To: The Ox who wrote (11996)10/9/2003 5:56:26 PM
From: Return to Sender  Read Replies (1) | Respond to of 95399
 
Semiconductor Equipment . . . Gartner said growth prospects for 2003 semiconductor capital equipment have "dimmed" due to slow order momentum and low second-quarter sales. Gartner now expects chip capital spending to total $29.7 billion, up 7.9 percent from 2002, but down slightly from earlier projections of $29.9 billion. "Ultra-conservatism is holding back spending on new equipment, at least for the wafer fab," said Gartner managing vice president Klaus-Dieter Rinnen. "As harsh as it might sound for capital equipment vendors, the cautious investment behavior might actually be for the better of the industry."
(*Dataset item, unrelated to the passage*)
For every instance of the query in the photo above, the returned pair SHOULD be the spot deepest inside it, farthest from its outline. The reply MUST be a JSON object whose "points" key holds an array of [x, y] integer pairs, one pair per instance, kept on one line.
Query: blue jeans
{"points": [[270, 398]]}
Ultratech Stepper downgraded at Needham to Hold from Buy based on valuation. The firm says that discussions with several industry contacts suggest that laser thermal processing technology (LTP) may suffer from integration challenges in the spike anneal application. The firm also believes that early developers of 65nm process technology such as Intel and IBM are not adopting LTP for their 65nm processes, confirming their belief that the argument for adopting LTP is not as compelling as the stock reflects.

Boxmakers . . . Hewlett-Packard and Disney signed a 10-year pact that includes providing consumer computing services for Disney's new Mission: Space exhibit at Epcot Center in Florida. Additionally, Morgan Stanley's Rebecca Runkle said H-P is in position for a strong fourth quarter due to a new set of consumer products.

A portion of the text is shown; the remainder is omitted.